While squash is baking prepare chili. In a large stainless steel pot, sauté onions and garlic at medium low heat in olive oil until translucent. Add spices and beef and sauté for 5 more minutes. Add rest of ingredients and simmer for 30 to 45 minutes until beef is tender and flavors are blended. Serve over spaghetti squash.

Nutrition
280 calories, 20 g protein, 10 g total fat, 3 g saturated fat, 3 g monounsaturated fat, 1 g polyunsaturated fat, 65 mg cholesterol, 25 g carbohydrate, 6 g fiber, 6g sugar, 1700 IU vitamin A, .1 mg thiamin, .2 mg riboflavin, 4 mg niacin, .7 mg pantothenic acid, .4 mg vitamin B-6, 1 mcg vitamin B-12, 40 mg vitamin C, 25 mcg folate, 1000 mg sodium, 90 mg calcium, 60 mg magnesium, 550 mg potassium, 4 mg iron, 13 mcg selenium, .3 mg manganese, 4 mg zinc, .2 mg copper

[Ed. Note: Laura B. LaValle, RD, LD is presently the director of dietetics nutrition at LaValle Metabolic Institute (formerly part of Living Longer Institute). She offers personal nutritional counseling at LMI for clients who need help with their diet in relation to illness or disease. Laura also provides educational services in the areas of health promotion, wellness, and disease prevention…..]”

X* X* X* X* X* X*

You can use cooked spaghetti squash which really does look like pasta with other homemade or store bought pasta sauces with low carb, health OK ingredients.

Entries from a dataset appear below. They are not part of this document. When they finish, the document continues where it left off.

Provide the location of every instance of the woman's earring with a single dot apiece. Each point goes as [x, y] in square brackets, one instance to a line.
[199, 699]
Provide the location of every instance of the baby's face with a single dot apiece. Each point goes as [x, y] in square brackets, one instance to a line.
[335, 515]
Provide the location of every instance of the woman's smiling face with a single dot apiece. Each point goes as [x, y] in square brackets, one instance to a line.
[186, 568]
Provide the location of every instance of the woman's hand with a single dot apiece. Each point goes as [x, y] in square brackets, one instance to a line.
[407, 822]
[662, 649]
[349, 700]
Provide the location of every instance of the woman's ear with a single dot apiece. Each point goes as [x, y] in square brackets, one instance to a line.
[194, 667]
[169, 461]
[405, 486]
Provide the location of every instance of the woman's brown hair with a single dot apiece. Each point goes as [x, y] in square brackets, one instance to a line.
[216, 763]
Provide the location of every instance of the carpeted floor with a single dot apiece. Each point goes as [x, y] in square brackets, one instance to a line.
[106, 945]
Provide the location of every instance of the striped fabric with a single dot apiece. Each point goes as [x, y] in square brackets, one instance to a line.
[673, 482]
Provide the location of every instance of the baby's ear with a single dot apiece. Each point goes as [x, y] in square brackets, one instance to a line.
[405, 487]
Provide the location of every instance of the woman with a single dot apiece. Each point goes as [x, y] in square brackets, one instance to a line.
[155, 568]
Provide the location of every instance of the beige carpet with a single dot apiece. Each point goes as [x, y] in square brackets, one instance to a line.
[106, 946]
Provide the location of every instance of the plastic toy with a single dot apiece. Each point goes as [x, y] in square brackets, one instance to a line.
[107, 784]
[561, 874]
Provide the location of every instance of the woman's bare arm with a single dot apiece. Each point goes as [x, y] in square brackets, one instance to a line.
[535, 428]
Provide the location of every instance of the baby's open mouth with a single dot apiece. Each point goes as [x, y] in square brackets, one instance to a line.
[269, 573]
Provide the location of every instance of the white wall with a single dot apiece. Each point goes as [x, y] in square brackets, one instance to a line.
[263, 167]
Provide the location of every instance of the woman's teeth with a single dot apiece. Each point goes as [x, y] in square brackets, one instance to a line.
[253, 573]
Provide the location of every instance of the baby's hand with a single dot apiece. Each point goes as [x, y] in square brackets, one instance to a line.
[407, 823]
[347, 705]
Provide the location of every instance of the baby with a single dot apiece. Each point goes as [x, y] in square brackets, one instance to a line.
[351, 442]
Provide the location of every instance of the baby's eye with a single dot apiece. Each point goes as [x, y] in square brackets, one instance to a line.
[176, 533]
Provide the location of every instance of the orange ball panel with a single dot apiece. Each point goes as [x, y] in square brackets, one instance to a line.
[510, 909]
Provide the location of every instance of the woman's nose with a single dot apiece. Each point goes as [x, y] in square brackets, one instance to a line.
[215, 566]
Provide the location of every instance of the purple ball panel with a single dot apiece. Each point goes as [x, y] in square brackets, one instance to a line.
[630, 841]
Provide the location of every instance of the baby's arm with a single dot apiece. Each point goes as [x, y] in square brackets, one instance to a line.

You can use shredded turkey that has been cooked without skin or diced boiled eggs or shrimp or scallops that have had their tails removed instead of the beef. I sometimes use a bit of extra store bought Parmesan cheese for protein with my pinto beans and pasta sauce. That also works.

You can also use half whole wheat pasta (or half using a pasta with egg in it) and half spaghetti squash for a reduced carb dish with some pasta.

You can substitute chopped raw nuts or diced broccoli for the beans. You can use canned black beans instead of pinto beans.

I also sometimes try adding chili powder to the pasta sauce and beans I eat. This creates a kind of near instant bean chili. And, it’s very fast to fix when the beans are already cooked a day or two before and waiting in our refrigerator.

By exploring variations you can develop a surprising number of high protein, low carb dishes that all use pasta sauce. By using spaghetti squash &/or other vegetables &/or beans many of these dishes can be high in fiber and nutrients. And, as you’ve seen, there are many ways these dishes can be made with lots of protein.